La teologia negativa del maggior pensatore ebreo del Medioevo era infatti tesa a purificare la nostra immaginazione da antropomorfismi fuorvianti, ricordandoci con rigore che persino l’espressione “Dio è buono” proietta su Dio la nostra esperienza di bontà. Ciò non impedisce di sapere che “Dio ama il mondo”, ma libera l’amore divino dalla nostra pretesa di fissarlo in categorie umane. Per Maimonide la Bibbia insegna che «la conoscenza e l’amore sono inscindibili, almeno la conoscenza vera, quella liberata dalle scorie dell’ignoranza e dai pregiudizi su Dio». Poco sapere equivale a poco amore, ecco il tratto comune a tutta la spiritualità ebraica, afferma Chalier a più riprese, perché non si può amare (non solo umanamente parlando) che quel che si conosce. Da qui l’imperativo ebraico di studiare. “Va e studia” è l’ammonimento con cui Hillel l’anziano, nel Talmud, accompagna la regola aurea, il precetto del non far male al prossimo. Infatti, come si può amare il Creatore, dice l’intera tradizione rabbinica successiva, se non si riconosce, per negligenza nello studio, il valore della sua straordinaria creazione?

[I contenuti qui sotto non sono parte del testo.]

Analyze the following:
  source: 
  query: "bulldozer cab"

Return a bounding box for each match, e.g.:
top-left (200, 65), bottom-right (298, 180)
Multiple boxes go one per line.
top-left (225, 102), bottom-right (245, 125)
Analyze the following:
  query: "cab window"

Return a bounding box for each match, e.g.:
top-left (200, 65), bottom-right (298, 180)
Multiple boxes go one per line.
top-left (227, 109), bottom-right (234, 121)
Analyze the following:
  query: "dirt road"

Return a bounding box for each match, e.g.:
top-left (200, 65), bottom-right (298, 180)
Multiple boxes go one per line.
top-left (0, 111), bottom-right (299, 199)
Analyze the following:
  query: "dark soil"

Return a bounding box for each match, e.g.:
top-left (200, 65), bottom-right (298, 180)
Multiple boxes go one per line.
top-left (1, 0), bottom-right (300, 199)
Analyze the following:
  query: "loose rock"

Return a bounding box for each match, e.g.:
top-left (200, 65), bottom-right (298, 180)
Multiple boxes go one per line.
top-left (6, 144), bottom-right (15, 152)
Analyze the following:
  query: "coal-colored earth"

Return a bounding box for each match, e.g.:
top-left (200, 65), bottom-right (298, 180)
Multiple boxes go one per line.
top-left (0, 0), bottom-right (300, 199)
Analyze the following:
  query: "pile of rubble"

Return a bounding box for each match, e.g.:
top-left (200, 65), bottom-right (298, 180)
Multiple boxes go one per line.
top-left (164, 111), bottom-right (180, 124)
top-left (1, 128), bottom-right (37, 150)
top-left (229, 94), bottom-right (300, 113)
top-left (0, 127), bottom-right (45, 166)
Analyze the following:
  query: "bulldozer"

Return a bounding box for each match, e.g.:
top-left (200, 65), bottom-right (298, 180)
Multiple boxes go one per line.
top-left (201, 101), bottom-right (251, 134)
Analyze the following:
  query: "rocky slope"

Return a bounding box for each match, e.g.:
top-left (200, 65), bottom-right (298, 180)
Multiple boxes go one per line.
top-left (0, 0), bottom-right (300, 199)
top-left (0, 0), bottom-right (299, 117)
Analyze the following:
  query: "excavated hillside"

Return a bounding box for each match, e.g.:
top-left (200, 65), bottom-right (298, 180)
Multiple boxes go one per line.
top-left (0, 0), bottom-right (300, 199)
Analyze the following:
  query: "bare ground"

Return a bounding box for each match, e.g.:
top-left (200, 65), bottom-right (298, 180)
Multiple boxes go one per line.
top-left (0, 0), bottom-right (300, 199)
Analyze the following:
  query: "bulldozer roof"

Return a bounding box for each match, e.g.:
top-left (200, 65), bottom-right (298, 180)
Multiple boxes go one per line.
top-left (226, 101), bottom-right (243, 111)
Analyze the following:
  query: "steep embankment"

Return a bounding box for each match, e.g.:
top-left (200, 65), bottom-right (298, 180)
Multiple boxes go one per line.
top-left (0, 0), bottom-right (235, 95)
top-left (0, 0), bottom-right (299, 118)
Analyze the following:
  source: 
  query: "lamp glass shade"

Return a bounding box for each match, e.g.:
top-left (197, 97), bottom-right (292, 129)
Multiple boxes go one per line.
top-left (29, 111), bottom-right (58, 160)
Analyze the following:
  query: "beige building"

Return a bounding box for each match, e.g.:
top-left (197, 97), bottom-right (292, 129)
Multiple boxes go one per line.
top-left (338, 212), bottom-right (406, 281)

Ma le pagine più affascinanti sono quelle che illuminano il bisogno di temperare l’amore stesso con il senso della giustizia, senza il quale l’amore rischia di diventare “patetico” (nel senso levinasiano del termine), incentrato sul nostro pathos più che sul volto altrui, ruotando sulla nostra capacità di empatia che resta però circoscritta alla relazione immediata e perde di vista quel “terzo” che l’amore non vede, che resta fuori dalla prospettiva affettiva. La tzedaqà è la giustizia che estende l’amore anche fuori dall’orizzonte degli amanti, e stimola l’amore ad aprirsi, a non diventare patetico o addirittura patologico. Chesed e din ossia amore a giustizia – come eros e agape – sono ebraicamente inseparabili, anzi si esigono e si rafforzano a vicenda, impedendo che il particolare soffochi l’universale o il sentimento faccia torto alla ragione. Ora, questo amore giusto e questa giustizia ricca di pietas possono spingersi fino al sacrificio di sé? Nell’ultimo capitolo la filosofa ebrea francese affronta anche questa domanda, mostrando come la tradizione rabbinica la conosca bene ma non abbia fretta a dare risposte. Del resto, il versetto del Cantico recita: «Forte come la morte è amore». Se sia più forte (o meno), non sempre dipende da scelta umana.